Communicator topologies are convenience mapping features, they are not required to change the way that actual communication happens. Even given that in a star or whatever other graph topology there are processes, that are not connected (in the topological sense), this does not prevent them from sending messages to each other, if they know the rank of the other process in the communicator. MPI implementations might use the topology as a hint in order to optimise the communication path, but this would make them very complex pieces of code and at least Open MPI doesn't do that in its collective algorithms (the not very well tested and hence usually disabled hierarch collective component takes hardware hierarchy into consideration, but not virtual topologies).

Topologies may influence communication via ranks reordering if one gives reorder=1 to the communicator constructor.
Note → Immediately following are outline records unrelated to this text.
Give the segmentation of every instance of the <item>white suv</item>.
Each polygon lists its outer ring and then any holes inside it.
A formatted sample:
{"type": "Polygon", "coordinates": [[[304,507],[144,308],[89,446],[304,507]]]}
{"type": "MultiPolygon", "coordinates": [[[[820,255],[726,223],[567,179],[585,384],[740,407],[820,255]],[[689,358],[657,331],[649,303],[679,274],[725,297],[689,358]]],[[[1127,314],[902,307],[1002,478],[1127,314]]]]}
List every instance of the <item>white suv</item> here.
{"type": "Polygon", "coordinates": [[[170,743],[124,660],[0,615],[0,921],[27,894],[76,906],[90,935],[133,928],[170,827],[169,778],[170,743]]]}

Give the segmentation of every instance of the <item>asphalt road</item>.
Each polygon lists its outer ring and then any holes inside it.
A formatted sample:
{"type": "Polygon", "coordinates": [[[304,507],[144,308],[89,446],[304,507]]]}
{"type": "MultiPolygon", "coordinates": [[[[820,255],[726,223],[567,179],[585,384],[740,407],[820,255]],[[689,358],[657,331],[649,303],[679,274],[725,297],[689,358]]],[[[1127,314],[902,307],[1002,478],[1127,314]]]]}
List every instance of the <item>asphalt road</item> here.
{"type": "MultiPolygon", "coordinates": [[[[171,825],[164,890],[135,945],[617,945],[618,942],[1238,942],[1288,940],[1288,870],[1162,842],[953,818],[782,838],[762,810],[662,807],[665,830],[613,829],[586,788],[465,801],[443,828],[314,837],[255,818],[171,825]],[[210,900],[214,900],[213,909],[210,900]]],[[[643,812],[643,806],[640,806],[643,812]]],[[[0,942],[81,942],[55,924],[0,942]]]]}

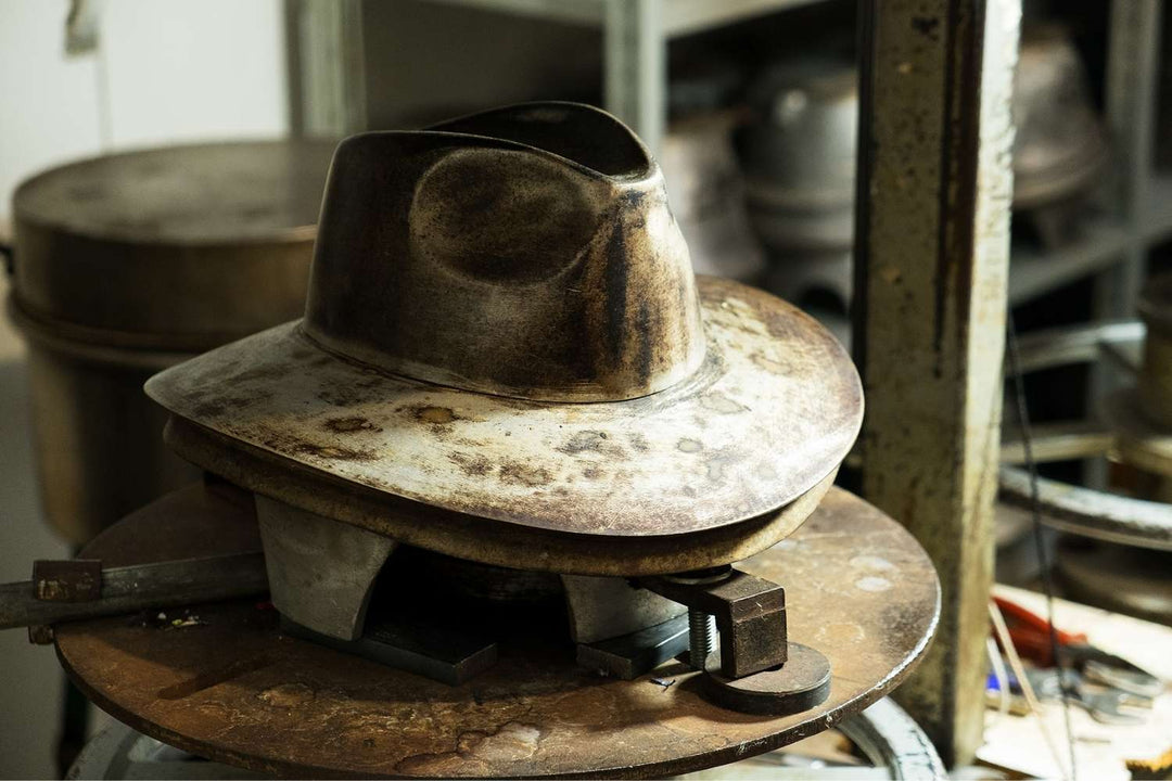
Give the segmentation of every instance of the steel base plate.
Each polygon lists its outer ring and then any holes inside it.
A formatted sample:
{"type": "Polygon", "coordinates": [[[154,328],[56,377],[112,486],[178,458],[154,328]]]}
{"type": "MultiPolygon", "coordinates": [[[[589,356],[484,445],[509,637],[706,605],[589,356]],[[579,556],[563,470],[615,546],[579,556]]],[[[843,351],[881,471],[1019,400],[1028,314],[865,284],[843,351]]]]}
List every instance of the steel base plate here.
{"type": "MultiPolygon", "coordinates": [[[[202,491],[189,489],[198,508],[144,508],[84,556],[117,566],[227,553],[250,515],[202,491]]],[[[198,621],[179,629],[131,617],[60,625],[56,644],[82,691],[120,720],[265,773],[647,777],[833,726],[894,688],[935,629],[939,585],[922,549],[837,488],[793,536],[742,567],[785,583],[790,637],[829,659],[820,705],[788,717],[737,713],[706,699],[702,674],[679,663],[634,680],[602,678],[575,663],[568,642],[502,644],[497,665],[448,686],[287,637],[275,611],[253,602],[199,605],[198,621]]]]}

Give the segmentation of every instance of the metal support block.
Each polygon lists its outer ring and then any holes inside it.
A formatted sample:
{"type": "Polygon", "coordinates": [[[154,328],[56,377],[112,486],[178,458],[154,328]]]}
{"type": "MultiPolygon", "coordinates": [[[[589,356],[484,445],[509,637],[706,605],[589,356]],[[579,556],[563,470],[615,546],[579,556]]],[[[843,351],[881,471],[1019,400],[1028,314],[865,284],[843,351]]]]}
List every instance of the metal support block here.
{"type": "Polygon", "coordinates": [[[570,637],[575,643],[598,643],[654,626],[684,612],[684,607],[624,577],[563,575],[570,637]]]}
{"type": "Polygon", "coordinates": [[[395,541],[257,494],[273,605],[321,635],[362,635],[375,577],[395,541]]]}
{"type": "Polygon", "coordinates": [[[946,761],[984,712],[1018,0],[861,5],[856,361],[863,495],[940,574],[935,645],[898,699],[946,761]]]}

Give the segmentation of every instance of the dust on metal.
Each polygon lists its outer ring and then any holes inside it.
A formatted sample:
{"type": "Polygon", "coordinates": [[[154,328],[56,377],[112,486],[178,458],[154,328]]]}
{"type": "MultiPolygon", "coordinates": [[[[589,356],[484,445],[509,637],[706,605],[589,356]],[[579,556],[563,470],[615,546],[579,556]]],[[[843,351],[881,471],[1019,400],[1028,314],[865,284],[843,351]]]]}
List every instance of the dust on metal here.
{"type": "MultiPolygon", "coordinates": [[[[172,556],[182,541],[216,555],[250,530],[246,509],[183,513],[190,528],[166,515],[175,509],[129,519],[83,553],[134,563],[172,556]]],[[[275,612],[254,601],[199,605],[203,623],[179,631],[122,618],[62,625],[57,649],[82,690],[120,720],[265,773],[657,777],[833,726],[898,685],[935,628],[939,589],[922,549],[839,489],[797,534],[742,567],[788,583],[791,638],[831,663],[822,705],[737,715],[707,701],[682,665],[599,678],[557,644],[546,653],[503,648],[496,666],[452,687],[285,637],[275,612]]]]}

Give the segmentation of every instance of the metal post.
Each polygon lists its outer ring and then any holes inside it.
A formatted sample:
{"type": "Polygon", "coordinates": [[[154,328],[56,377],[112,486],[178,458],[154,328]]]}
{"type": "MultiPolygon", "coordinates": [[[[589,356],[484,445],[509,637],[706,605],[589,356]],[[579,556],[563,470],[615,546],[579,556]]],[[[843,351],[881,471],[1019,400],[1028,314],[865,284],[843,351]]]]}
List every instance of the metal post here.
{"type": "Polygon", "coordinates": [[[1020,0],[861,0],[857,361],[863,494],[940,574],[897,699],[949,763],[984,708],[1020,0]]]}
{"type": "Polygon", "coordinates": [[[606,110],[659,151],[667,117],[667,37],[662,0],[607,0],[606,110]]]}
{"type": "MultiPolygon", "coordinates": [[[[1136,316],[1139,289],[1147,267],[1146,221],[1151,207],[1152,138],[1156,132],[1156,88],[1163,2],[1113,0],[1108,43],[1106,121],[1115,142],[1116,180],[1105,205],[1127,231],[1120,262],[1095,282],[1095,318],[1136,316]]],[[[1091,372],[1088,410],[1095,415],[1102,399],[1120,383],[1119,372],[1096,366],[1091,372]]],[[[1106,486],[1106,464],[1091,463],[1088,482],[1106,486]]]]}
{"type": "Polygon", "coordinates": [[[294,136],[366,130],[362,0],[286,0],[294,136]]]}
This gives the MPI implementation the freedom to reorder the process ranks so as to match as close as possible their physical placement to the topology scheme supplied to the constructor, given the physical topology of the hardware underneath. There are hardware platforms with dedicated networks for collective operations. For example IBM Blue Gene/P has a global interrupt network that allows for fast implementation of MPI_BARRIER and a specialised collective network that speeds up some collective operations (including broadcasts). But these are only usable on MPI_COMM_WORLD - the fall-back software implementation is used for any other communicator.

Is this behavior implementation dependent?

Yes, it is implementation and system dependent (for implementations that support multiple hardware/communication systems). And this is also the answer to the rest of your question.